The Old Inunaki Tunnel is a real place in Japan that was sealed off after five men abducted a factory worker, bringing the victim to the tunnel, where they tortured him and burnt him to death. This game allows players to step inside the structure and uncover its mysteries through the frame of a hand camcorder.

Part Fatal Frame and part Blair Witch Project, Inunaki Tunnel is more about atmosphere than jump scares, creating a sense of anxiety through disorientation.

7. 3 Blind Mice: A Remediation Game for Improper Children

3 Blind Mice: A Remediation Game for Improper Children is a short, surreal game where the player answers 10 questions aimed to straighten out “improper children”.
Designed as a “coffee break” game, its goal seems to be to build dread in as simple a manner as possible.

Think of it more as an experiment in horror basics, rather than a fully-fledged horror experience. Players who go into the game with no expectations and a willingness to experience surreal creepiness will find a fun little game that’s simple and effective.

It’s also free and only takes five minutes to beat, so why not give it a shot?


MOTHERED is a first-person point-and-click adventure horror game with a disturbing retro aesthetic. The player takes on the role of Liana, who returns home to stay with her mother after undergoing surgery. The game’s unsettling tone is established early on in an unsettling drive with Liana’s father and doesn’t let up throughout the game’s roughly 2-hour duration.

Like Inunaki Tunnel, MOTHERED taps into the inherent creepiness of found footage by utilizing visual effects reminiscent of DVD menus and VHS tapes. These amazing visuals are coupled with some incredible sound designs that will have you on the edge of your seat.

All that said, MOTHERED is not particularly scary and doesn’t rely heavily on jump scares.

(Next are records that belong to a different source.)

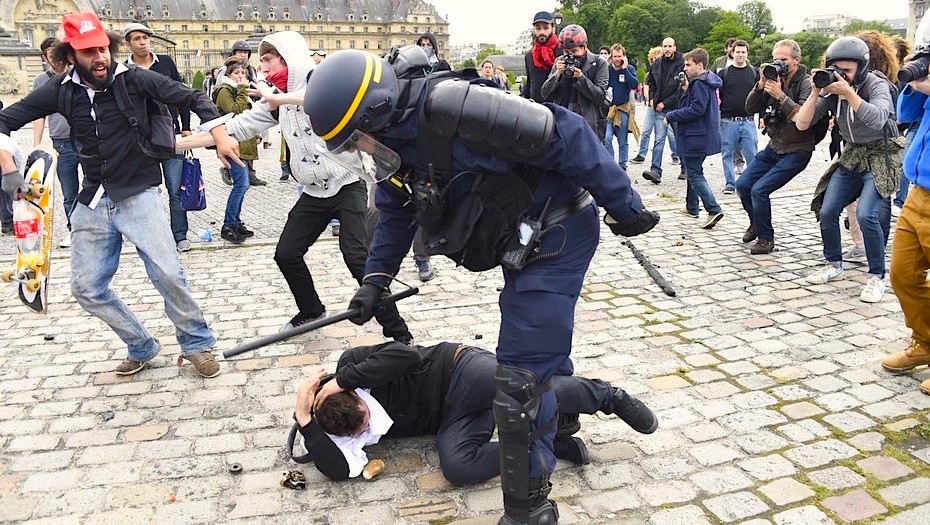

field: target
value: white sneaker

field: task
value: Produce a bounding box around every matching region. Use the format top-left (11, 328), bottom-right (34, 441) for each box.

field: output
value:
top-left (843, 246), bottom-right (867, 263)
top-left (859, 275), bottom-right (885, 303)
top-left (807, 262), bottom-right (846, 284)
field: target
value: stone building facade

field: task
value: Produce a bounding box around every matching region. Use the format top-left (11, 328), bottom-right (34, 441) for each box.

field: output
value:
top-left (0, 0), bottom-right (449, 92)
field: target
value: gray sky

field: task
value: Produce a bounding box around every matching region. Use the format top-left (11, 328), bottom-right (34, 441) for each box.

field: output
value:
top-left (427, 0), bottom-right (907, 45)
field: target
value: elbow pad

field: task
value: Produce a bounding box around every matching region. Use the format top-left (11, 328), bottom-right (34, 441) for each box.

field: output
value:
top-left (424, 79), bottom-right (555, 159)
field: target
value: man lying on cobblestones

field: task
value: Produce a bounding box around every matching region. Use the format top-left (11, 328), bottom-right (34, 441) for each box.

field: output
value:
top-left (178, 31), bottom-right (413, 342)
top-left (0, 13), bottom-right (239, 377)
top-left (294, 342), bottom-right (658, 485)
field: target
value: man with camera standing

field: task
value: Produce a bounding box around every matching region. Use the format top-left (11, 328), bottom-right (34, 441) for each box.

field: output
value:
top-left (882, 17), bottom-right (930, 394)
top-left (643, 37), bottom-right (684, 184)
top-left (797, 37), bottom-right (905, 303)
top-left (718, 40), bottom-right (759, 194)
top-left (542, 24), bottom-right (607, 140)
top-left (736, 39), bottom-right (817, 255)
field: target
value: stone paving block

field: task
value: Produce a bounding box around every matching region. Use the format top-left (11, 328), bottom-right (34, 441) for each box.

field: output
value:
top-left (856, 456), bottom-right (914, 481)
top-left (821, 489), bottom-right (888, 521)
top-left (759, 478), bottom-right (814, 507)
top-left (649, 505), bottom-right (710, 525)
top-left (702, 492), bottom-right (769, 523)
top-left (737, 454), bottom-right (797, 481)
top-left (772, 505), bottom-right (834, 525)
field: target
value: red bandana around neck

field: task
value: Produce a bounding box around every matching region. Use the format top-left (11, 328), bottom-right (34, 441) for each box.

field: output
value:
top-left (532, 35), bottom-right (559, 69)
top-left (265, 67), bottom-right (287, 93)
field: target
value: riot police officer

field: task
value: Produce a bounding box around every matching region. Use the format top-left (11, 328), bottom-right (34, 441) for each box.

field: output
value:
top-left (304, 46), bottom-right (659, 525)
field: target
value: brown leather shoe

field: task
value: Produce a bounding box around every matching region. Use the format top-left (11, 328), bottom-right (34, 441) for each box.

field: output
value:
top-left (178, 350), bottom-right (220, 378)
top-left (115, 359), bottom-right (145, 376)
top-left (882, 339), bottom-right (930, 372)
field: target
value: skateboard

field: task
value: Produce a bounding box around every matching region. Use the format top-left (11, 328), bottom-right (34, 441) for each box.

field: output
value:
top-left (0, 150), bottom-right (56, 314)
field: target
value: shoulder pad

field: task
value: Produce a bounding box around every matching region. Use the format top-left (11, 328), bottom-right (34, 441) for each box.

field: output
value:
top-left (424, 79), bottom-right (555, 159)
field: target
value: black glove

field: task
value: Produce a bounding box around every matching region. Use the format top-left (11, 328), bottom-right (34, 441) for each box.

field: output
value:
top-left (349, 283), bottom-right (387, 325)
top-left (2, 170), bottom-right (29, 200)
top-left (604, 208), bottom-right (659, 237)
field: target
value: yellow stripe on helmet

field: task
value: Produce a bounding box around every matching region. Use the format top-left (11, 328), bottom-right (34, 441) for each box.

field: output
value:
top-left (320, 53), bottom-right (381, 140)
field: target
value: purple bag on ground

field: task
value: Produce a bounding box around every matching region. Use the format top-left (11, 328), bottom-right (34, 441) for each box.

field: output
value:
top-left (180, 152), bottom-right (207, 211)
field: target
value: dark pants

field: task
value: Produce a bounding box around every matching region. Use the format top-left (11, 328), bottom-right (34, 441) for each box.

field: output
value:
top-left (436, 348), bottom-right (613, 485)
top-left (736, 146), bottom-right (811, 241)
top-left (274, 181), bottom-right (409, 337)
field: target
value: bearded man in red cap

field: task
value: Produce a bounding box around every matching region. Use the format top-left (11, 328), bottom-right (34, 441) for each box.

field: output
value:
top-left (0, 13), bottom-right (242, 377)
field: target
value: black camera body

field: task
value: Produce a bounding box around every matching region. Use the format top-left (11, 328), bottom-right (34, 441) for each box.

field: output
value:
top-left (814, 66), bottom-right (848, 89)
top-left (762, 59), bottom-right (788, 80)
top-left (898, 47), bottom-right (930, 85)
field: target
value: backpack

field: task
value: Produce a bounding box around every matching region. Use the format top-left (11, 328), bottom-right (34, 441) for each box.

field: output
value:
top-left (58, 64), bottom-right (175, 160)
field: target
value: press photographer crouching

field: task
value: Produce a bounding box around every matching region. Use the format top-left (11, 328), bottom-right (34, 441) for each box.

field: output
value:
top-left (882, 17), bottom-right (930, 394)
top-left (736, 40), bottom-right (826, 255)
top-left (797, 36), bottom-right (906, 303)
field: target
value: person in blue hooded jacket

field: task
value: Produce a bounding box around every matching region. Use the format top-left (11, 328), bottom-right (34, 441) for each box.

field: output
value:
top-left (665, 48), bottom-right (723, 230)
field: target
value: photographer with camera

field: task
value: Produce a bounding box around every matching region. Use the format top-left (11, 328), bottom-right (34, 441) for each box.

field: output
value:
top-left (542, 24), bottom-right (608, 136)
top-left (882, 17), bottom-right (930, 394)
top-left (797, 36), bottom-right (905, 303)
top-left (643, 37), bottom-right (685, 184)
top-left (736, 39), bottom-right (817, 255)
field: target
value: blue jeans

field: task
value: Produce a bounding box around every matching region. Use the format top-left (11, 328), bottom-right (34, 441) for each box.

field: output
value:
top-left (820, 166), bottom-right (887, 277)
top-left (720, 117), bottom-right (759, 187)
top-left (71, 188), bottom-right (216, 362)
top-left (736, 146), bottom-right (811, 242)
top-left (161, 155), bottom-right (187, 243)
top-left (223, 158), bottom-right (249, 228)
top-left (604, 111), bottom-right (630, 169)
top-left (682, 155), bottom-right (723, 215)
top-left (52, 139), bottom-right (80, 230)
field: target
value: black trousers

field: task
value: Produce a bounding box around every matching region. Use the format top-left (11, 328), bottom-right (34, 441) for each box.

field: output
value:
top-left (436, 348), bottom-right (613, 485)
top-left (274, 181), bottom-right (410, 337)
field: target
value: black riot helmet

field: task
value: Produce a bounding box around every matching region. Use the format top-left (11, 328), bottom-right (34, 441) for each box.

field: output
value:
top-left (824, 36), bottom-right (869, 86)
top-left (229, 40), bottom-right (252, 58)
top-left (304, 49), bottom-right (397, 151)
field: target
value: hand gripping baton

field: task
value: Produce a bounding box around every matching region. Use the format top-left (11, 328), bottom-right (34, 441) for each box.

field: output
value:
top-left (223, 287), bottom-right (420, 359)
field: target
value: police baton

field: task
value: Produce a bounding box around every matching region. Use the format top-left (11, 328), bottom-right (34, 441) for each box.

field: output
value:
top-left (223, 287), bottom-right (420, 359)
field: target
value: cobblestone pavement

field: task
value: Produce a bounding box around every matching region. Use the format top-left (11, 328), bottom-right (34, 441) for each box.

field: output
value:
top-left (0, 105), bottom-right (930, 525)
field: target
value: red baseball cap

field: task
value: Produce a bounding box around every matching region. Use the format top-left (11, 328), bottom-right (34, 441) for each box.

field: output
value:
top-left (61, 13), bottom-right (110, 49)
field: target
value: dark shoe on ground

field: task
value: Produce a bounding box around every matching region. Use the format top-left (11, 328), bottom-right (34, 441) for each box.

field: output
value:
top-left (278, 310), bottom-right (326, 332)
top-left (116, 359), bottom-right (145, 376)
top-left (414, 259), bottom-right (436, 283)
top-left (236, 222), bottom-right (255, 239)
top-left (749, 239), bottom-right (775, 255)
top-left (643, 170), bottom-right (662, 184)
top-left (220, 226), bottom-right (245, 244)
top-left (178, 350), bottom-right (220, 378)
top-left (552, 436), bottom-right (591, 465)
top-left (701, 212), bottom-right (723, 230)
top-left (604, 388), bottom-right (659, 434)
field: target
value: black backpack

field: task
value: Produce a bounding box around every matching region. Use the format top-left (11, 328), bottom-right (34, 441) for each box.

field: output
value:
top-left (58, 64), bottom-right (176, 160)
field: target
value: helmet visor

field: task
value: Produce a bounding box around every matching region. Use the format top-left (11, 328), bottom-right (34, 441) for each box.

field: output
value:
top-left (318, 130), bottom-right (400, 183)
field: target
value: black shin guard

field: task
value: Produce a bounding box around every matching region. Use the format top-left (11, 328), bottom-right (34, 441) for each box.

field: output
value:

Still, you’ll want to stick with it for its story. You’d be doing yourself a disservice by passing up a chance to experience this story yourself.

9. Lost in Vivo

Lost in Vivo is a psychological horror game that draws inspiration from classic survival horror games. Featuring a strong PS1-inspired aesthetic, fans of Silent Hill will love exploring the creepy and horrifying world of Lost in Vivo.
While most of the games on this list are interactive horror experiences first and games second, Lost in Vivo is unmistakably a first-person action title.

Players set off on a rescue mission to recover their lost service dog, which takes them into an eerie sewer world inhabited by grotesque creatures. To defend yourself, you’ll have to use the various melee weapons and firearms you come across.
If you’re searching for something in the vein of your traditional horror video games from the PS1 and PS2 era, Lost in Vivo will scratch that itch.

Great enemies, a heavy atmosphere, a compelling soundtrack, and a fantastic understated story all come together to make Lost in Vivo a short but sweet experience that all psychological horror fans should play.

10. Knock Knock

Knock-Knock is a simple yet surreal horror game in which the player assumes the role of a lodger living alone in a forest hut. He is awakened each night by banging on his door and the conviction that something wants to harm him.
Who is this night disruptor and what do they want with the lodger?

That answer can only be found by uncovering clues and exploring the lodger’s history, which is a mystery all on its own.

During the night, your goal is to simply survive until daylight. Avoid the horrible creatures that stalk the randomly generated layout of the lodger’s hut, fixing lights to repel them or finding clocks to make the morning come faster. During the day, you explore the surrounding forest for clues.

Knock Knock can get repetitive and has pacing issues (especially towards the end). Also, the randomly generated stages will probably have you cursing under your breath a few times. Thankfully, it keeps a short playtime with a narrative that’s genuinely gripping the whole way through.

Those were 10 indie-horror games that will make your skin crawl and your heart race. Indie devs often have the creative freedom to offer unique and terrifying horror games that you won’t find in your typical big-dev release. As horror game fans, we’re just happy there’s space and an audience for the type of weird and experimental experiences on this list alongside your Resident Evils and Dead Spaces.